Patterns use specifiers like YYYY, MM, DD, hh, mm, ss.
>>> OffsetDateTime(2024, 3, 15, 14, 30, offset=+2).format(
... "ddd, DD MMM YYYY hh:mm:ssxxx"
... )
'Fri, 15 Mar 2024 14:30:00+02:00'
>>> Date.parse("15 Mar 2024", format="DD MMM YYYY")
Date("2024-03-15")
>>> ZonedDateTime.parse(
... "2024-03-15 14:30+01:00[Europe/Paris]",
... format="YYYY-MM-DD hh:mmxxx'['VV']'",
... )
ZonedDateTime("2024-03-15 14:30:00+01:00[Europe/Paris]")
See the pattern format reference for the full list of specifiers and details.
Deprecated since version 0.10.0: The parse_strptime() methods on OffsetDateTime and PlainDateTime
are deprecated. Use parse() with a pattern string instead, or convert
from a stdlib datetime:
OffsetDateTime(datetime.strptime(...)).
Pydantic integration¶
Warning
Pydantic support is still in beta and may change in the future.
whenever types support basic serialization and deserialization
with Pydantic. The behavior is identical to
the parse_iso() and format_iso() methods.

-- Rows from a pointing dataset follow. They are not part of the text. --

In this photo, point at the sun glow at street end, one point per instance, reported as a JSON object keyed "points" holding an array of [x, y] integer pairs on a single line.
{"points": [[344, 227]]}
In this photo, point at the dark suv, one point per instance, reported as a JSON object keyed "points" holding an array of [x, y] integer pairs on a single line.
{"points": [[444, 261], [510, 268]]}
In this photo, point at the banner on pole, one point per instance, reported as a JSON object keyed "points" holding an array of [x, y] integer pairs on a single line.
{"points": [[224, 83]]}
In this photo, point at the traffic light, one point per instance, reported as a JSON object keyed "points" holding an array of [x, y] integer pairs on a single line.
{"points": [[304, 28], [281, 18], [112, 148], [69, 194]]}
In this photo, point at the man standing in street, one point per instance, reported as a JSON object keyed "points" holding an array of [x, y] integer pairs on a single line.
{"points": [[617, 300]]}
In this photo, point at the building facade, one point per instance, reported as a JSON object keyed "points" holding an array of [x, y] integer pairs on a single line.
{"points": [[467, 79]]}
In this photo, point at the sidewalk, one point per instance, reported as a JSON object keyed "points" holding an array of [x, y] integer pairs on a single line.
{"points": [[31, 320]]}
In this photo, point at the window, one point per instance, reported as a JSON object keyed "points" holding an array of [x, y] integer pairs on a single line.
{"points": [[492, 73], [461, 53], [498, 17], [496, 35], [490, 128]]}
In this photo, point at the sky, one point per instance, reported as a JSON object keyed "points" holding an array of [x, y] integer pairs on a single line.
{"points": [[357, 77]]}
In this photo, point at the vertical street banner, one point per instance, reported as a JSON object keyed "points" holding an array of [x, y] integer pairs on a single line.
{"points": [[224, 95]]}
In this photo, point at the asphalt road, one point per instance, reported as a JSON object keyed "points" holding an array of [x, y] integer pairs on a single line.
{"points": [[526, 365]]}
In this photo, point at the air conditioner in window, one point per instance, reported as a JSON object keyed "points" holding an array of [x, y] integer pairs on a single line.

>>> from pydantic import BaseModel
>>> from whenever import ZonedDateTime, TimeDelta
...
>>> class Event(BaseModel):
... start: ZonedDateTime
... duration: TimeDelta
...
>>> event = Event(
... start=ZonedDateTime(2023, 2, 23, hour=20, tz="Europe/Amsterdam"),
... duration=TimeDelta(hours=2, minutes=30),
... )
>>> d = event.model_dump_json()
'{"start":"2023-02-23T20:00:00+01:00[Europe/Amsterdam]","duration":"PT2H30M"}'
Note
Whenever’s parsing is stricter then Pydantic’s default datetime parsing
behavior. More flexible parsing may be added in the future.